By reinforcing the associations between both spatially and temporally "contiguous" information, the neural net reinforces the connections between often-appearing contiguities in its data stream. As a result, a higher-order amalgamation of often-synchronized features emerges from the topology of the network — namely, "objects" become defined as globs of often-appearing-together tokens.
"The principle is that the components of holistic objects, such as a human face, which is composed of eyes, nose, mouth and so forth, always appear together, so their interconnections in the neural network are reinforced." This lets Cortronics "isolate and excise objects from their background," said Hecht-Nielsen.
This ability to "detect" and "segment" images into objects has been one of the persistent problems of machine vision research. Real-world scenes are confused by deformed and distorted viewpoints, and partial occlusion by nearby objects. Cortronics solves this detect-and-segment problem, HNC said, with its spontaneously appearing holistic objects, which a separate management level of the brain operating system tracks by "paying attention" to significant portions of occluded objects, thereby verifying or falsifying their presence in real-time.
The second type of memory association is association by similarity, and here the Cortronics technology lays claim to genuine machine intelligence. HNC said Cortronics automatically recognizes higher-level objects by logging the similarities of their component parts to form an ascending hierarchy of related objects. With a face, for instance, the Cortronics hierarchical abstractor self-organizes a higher-level face object with the component parts. Likewise, given enough examples it will also self-organize separate categories for male vs. female faces.
The utility of these self-organizing hierarchical abstractions is made plain when an application seeks to identify specific types of objects from real-time inputs. Ordinarily, input data streams contain a mishmash of irrelevant information that often confuse attempts at automatic recognition.
'Find the males'
HNC said Cortronics uses its hierarchy of abstract objects to succeed. Thus, if instructed to "find the males" in a scene, it will tentatively activate all instances of the desired objects and their component parts and will then recognize and "expect" other, related features to appear when the scene changes.
"This ability to make objects of interest pop out from a cluttered background was another holy grail of artificial intelligence," said Hecht-Nielsen, an adjunct professor at the University of California, San Diego, specializing in neural networks and computing. "It's how my students at UCSD helped solve the cocktail party problem. In essence, Cortronics forms expectations about what it should recognize next, enabling it to track a single voice among many by recognizing which sound must have followed from earlier ones."
In the cocktail party problem, where five people are speaking simultaneously, Cortronics creates, on the fly, a list of "next utterances" that could likely follow from the current one, then tracks whichever next word, from five separate voices, matches.
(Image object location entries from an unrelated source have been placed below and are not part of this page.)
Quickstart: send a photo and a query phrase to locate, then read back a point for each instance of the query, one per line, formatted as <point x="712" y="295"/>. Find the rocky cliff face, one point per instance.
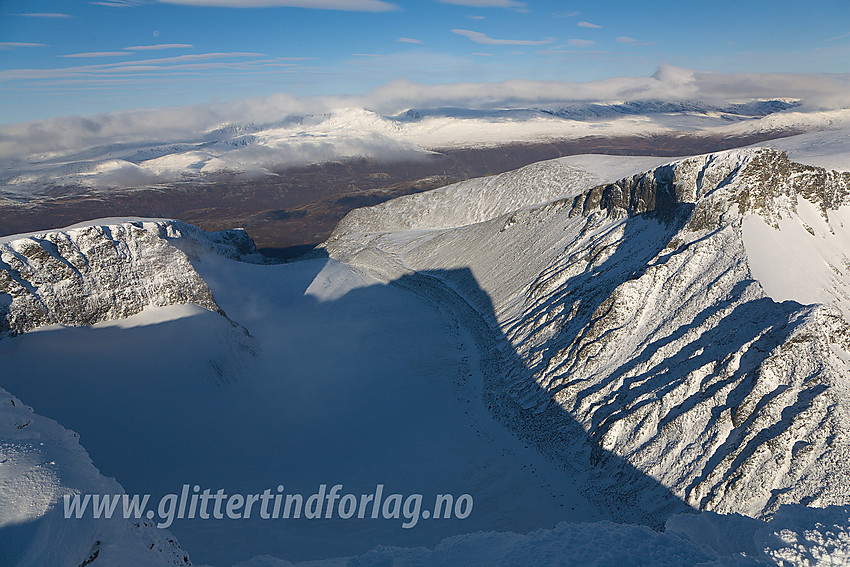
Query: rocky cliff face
<point x="90" y="274"/>
<point x="636" y="341"/>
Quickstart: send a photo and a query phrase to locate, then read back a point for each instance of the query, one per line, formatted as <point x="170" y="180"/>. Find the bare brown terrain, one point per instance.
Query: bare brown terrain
<point x="292" y="211"/>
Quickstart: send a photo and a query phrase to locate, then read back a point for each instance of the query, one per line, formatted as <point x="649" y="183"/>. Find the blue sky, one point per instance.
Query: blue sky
<point x="62" y="58"/>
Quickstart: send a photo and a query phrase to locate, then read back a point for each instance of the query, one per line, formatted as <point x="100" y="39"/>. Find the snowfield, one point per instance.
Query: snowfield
<point x="595" y="348"/>
<point x="347" y="132"/>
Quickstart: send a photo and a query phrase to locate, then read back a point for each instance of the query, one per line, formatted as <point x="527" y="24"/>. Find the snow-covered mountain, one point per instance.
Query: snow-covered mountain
<point x="657" y="337"/>
<point x="653" y="313"/>
<point x="300" y="139"/>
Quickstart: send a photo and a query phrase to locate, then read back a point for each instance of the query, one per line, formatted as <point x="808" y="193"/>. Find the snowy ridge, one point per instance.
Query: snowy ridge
<point x="42" y="462"/>
<point x="632" y="309"/>
<point x="358" y="132"/>
<point x="101" y="272"/>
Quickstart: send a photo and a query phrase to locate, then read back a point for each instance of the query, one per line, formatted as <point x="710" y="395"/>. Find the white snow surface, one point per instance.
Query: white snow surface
<point x="348" y="132"/>
<point x="590" y="353"/>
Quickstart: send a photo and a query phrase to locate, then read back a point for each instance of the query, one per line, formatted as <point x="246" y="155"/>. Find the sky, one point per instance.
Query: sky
<point x="63" y="58"/>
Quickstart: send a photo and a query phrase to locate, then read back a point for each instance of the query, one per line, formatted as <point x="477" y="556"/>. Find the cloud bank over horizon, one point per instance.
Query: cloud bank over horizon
<point x="668" y="84"/>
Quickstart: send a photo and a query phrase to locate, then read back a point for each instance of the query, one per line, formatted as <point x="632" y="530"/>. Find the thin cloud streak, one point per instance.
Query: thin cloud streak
<point x="93" y="54"/>
<point x="118" y="68"/>
<point x="483" y="39"/>
<point x="46" y="15"/>
<point x="5" y="44"/>
<point x="345" y="5"/>
<point x="159" y="46"/>
<point x="486" y="3"/>
<point x="632" y="41"/>
<point x="818" y="92"/>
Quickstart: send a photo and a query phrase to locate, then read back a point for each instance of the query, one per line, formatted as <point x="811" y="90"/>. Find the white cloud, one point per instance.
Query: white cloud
<point x="159" y="46"/>
<point x="93" y="54"/>
<point x="46" y="15"/>
<point x="120" y="3"/>
<point x="486" y="3"/>
<point x="164" y="64"/>
<point x="632" y="41"/>
<point x="483" y="39"/>
<point x="174" y="124"/>
<point x="5" y="44"/>
<point x="348" y="5"/>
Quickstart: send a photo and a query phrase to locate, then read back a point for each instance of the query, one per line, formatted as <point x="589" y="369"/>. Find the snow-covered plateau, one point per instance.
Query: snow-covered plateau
<point x="624" y="361"/>
<point x="346" y="132"/>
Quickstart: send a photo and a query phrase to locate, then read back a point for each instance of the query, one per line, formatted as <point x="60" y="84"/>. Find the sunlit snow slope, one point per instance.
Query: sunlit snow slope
<point x="651" y="312"/>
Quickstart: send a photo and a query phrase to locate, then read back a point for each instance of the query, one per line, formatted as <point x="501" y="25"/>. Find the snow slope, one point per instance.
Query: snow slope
<point x="343" y="379"/>
<point x="357" y="132"/>
<point x="634" y="310"/>
<point x="617" y="322"/>
<point x="40" y="462"/>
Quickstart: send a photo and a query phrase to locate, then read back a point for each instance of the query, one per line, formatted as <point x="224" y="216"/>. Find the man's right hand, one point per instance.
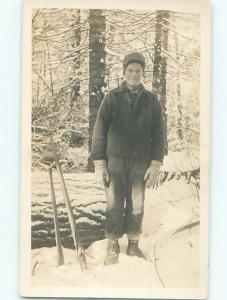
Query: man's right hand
<point x="101" y="172"/>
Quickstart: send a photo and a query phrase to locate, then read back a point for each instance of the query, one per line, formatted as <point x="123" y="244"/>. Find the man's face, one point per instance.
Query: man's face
<point x="133" y="74"/>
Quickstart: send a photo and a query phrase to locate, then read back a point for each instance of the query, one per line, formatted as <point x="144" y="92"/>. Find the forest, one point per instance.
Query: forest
<point x="76" y="59"/>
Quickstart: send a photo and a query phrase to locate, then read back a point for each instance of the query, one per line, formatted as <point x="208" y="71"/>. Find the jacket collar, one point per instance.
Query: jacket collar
<point x="123" y="87"/>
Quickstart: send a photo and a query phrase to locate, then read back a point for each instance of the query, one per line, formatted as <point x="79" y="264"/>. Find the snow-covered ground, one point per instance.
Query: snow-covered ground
<point x="171" y="246"/>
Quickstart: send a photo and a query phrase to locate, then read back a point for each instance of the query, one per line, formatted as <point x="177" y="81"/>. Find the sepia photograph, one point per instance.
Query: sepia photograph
<point x="115" y="149"/>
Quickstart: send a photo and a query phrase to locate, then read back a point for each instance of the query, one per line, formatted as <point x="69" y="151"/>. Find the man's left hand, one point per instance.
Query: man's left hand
<point x="152" y="173"/>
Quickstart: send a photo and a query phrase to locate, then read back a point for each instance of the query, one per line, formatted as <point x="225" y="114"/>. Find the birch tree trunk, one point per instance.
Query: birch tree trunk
<point x="97" y="57"/>
<point x="160" y="64"/>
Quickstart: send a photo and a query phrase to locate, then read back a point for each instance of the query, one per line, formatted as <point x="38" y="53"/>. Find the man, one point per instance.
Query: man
<point x="127" y="149"/>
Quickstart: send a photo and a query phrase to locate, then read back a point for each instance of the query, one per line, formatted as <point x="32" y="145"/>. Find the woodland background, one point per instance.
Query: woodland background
<point x="76" y="59"/>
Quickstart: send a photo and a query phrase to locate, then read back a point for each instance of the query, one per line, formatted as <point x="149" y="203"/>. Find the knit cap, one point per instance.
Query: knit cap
<point x="134" y="57"/>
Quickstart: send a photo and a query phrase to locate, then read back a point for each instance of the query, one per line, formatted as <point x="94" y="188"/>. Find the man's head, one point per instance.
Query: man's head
<point x="133" y="68"/>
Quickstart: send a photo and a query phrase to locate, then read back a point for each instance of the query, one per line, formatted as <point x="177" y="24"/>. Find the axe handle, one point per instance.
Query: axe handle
<point x="56" y="224"/>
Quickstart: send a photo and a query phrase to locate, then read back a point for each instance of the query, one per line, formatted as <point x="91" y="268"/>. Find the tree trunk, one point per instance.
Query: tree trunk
<point x="160" y="64"/>
<point x="179" y="102"/>
<point x="76" y="43"/>
<point x="97" y="57"/>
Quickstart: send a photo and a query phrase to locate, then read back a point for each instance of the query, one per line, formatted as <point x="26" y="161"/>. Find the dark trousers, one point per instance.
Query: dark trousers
<point x="125" y="197"/>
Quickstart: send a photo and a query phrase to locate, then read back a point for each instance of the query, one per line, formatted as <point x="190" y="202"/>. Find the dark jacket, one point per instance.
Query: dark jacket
<point x="123" y="130"/>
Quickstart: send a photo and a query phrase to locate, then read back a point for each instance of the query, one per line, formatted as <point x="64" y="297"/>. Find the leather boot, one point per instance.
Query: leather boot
<point x="134" y="250"/>
<point x="112" y="253"/>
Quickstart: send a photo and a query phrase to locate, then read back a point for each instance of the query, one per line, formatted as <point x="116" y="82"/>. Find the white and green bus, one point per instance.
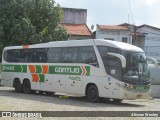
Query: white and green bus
<point x="95" y="68"/>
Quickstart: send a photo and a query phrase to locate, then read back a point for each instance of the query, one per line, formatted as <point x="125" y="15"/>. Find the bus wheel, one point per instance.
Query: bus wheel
<point x="27" y="87"/>
<point x="92" y="93"/>
<point x="117" y="100"/>
<point x="17" y="85"/>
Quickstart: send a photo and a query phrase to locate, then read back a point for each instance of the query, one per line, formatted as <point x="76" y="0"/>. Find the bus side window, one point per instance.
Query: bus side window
<point x="69" y="55"/>
<point x="40" y="55"/>
<point x="54" y="55"/>
<point x="87" y="55"/>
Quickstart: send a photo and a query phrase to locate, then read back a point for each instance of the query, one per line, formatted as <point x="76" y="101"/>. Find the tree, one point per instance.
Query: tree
<point x="29" y="22"/>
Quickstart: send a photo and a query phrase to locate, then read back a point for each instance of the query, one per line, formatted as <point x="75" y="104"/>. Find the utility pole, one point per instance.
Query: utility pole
<point x="135" y="35"/>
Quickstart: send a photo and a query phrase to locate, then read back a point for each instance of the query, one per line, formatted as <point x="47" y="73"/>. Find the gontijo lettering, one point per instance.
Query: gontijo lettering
<point x="66" y="70"/>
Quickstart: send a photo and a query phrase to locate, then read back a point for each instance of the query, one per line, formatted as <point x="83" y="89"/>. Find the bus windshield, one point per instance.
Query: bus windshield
<point x="136" y="69"/>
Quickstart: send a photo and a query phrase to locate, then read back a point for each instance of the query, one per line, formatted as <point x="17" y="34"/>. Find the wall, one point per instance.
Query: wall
<point x="116" y="35"/>
<point x="74" y="16"/>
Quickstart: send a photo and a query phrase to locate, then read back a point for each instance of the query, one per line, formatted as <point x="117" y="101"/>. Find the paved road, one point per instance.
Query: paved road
<point x="12" y="101"/>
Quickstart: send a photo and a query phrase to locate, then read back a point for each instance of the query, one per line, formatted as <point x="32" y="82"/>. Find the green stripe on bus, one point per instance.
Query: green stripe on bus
<point x="41" y="78"/>
<point x="65" y="70"/>
<point x="24" y="68"/>
<point x="88" y="70"/>
<point x="11" y="68"/>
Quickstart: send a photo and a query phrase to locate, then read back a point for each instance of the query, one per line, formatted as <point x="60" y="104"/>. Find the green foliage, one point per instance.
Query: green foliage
<point x="29" y="22"/>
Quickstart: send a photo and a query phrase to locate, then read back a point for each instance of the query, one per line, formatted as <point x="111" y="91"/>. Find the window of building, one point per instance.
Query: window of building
<point x="124" y="39"/>
<point x="111" y="63"/>
<point x="109" y="39"/>
<point x="69" y="55"/>
<point x="54" y="55"/>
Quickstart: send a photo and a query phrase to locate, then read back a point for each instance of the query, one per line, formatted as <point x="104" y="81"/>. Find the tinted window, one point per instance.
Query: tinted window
<point x="87" y="55"/>
<point x="39" y="55"/>
<point x="111" y="63"/>
<point x="54" y="55"/>
<point x="69" y="55"/>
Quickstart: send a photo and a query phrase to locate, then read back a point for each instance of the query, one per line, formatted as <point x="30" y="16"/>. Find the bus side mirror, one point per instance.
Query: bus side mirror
<point x="152" y="61"/>
<point x="122" y="58"/>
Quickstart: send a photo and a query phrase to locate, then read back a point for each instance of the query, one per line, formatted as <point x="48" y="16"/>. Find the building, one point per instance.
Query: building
<point x="113" y="32"/>
<point x="75" y="23"/>
<point x="147" y="37"/>
<point x="137" y="37"/>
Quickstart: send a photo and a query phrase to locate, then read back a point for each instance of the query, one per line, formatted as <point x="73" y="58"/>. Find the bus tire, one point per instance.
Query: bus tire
<point x="17" y="85"/>
<point x="92" y="93"/>
<point x="27" y="87"/>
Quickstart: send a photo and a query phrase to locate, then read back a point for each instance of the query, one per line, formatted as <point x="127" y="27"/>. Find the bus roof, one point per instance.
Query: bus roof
<point x="88" y="42"/>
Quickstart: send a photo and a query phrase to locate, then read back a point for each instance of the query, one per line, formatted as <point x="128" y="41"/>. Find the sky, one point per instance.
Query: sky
<point x="114" y="12"/>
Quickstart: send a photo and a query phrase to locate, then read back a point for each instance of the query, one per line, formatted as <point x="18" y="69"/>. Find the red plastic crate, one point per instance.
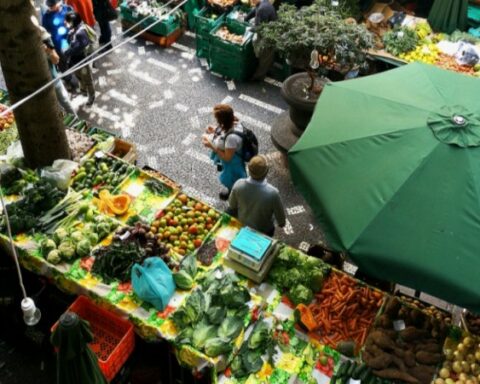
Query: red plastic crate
<point x="113" y="338"/>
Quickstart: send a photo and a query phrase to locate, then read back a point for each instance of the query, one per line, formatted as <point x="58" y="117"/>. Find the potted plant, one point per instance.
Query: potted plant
<point x="318" y="40"/>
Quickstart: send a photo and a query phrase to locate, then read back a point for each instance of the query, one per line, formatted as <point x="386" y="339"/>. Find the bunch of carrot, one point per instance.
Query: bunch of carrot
<point x="344" y="310"/>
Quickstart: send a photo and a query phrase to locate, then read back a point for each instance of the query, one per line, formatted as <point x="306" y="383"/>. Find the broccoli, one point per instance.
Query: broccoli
<point x="46" y="246"/>
<point x="53" y="257"/>
<point x="300" y="294"/>
<point x="66" y="250"/>
<point x="59" y="235"/>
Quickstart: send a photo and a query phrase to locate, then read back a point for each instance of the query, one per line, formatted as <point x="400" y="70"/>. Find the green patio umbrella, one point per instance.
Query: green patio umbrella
<point x="448" y="15"/>
<point x="76" y="362"/>
<point x="390" y="165"/>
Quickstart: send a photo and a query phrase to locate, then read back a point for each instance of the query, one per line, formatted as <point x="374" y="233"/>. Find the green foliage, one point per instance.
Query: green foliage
<point x="230" y="328"/>
<point x="400" y="40"/>
<point x="296" y="33"/>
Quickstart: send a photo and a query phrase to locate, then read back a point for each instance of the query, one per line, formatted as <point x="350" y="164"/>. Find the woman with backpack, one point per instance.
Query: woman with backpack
<point x="226" y="146"/>
<point x="79" y="42"/>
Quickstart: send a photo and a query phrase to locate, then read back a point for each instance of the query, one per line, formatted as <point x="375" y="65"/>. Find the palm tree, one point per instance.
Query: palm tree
<point x="25" y="69"/>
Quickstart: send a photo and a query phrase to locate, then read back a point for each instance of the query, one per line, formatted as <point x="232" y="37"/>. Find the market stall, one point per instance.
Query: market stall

This strategy requires that the "first" word be manually flagged as belonging to the voice of interest. Once that's done, Cortronics pays attention to just the selected voice.
"This is the way people's brains work too. To prime the pump with the first word, listeners will move their head slightly closer [to the speaker] to increase the signal-to-noise ratio, but once the first word is recognized, they follow that voice based on their expectations of what next words could logically follow from the current ones," said Hecht-Nielsen.
The Cortronics Technology Course will be held March 25 to April 12 in San Diego.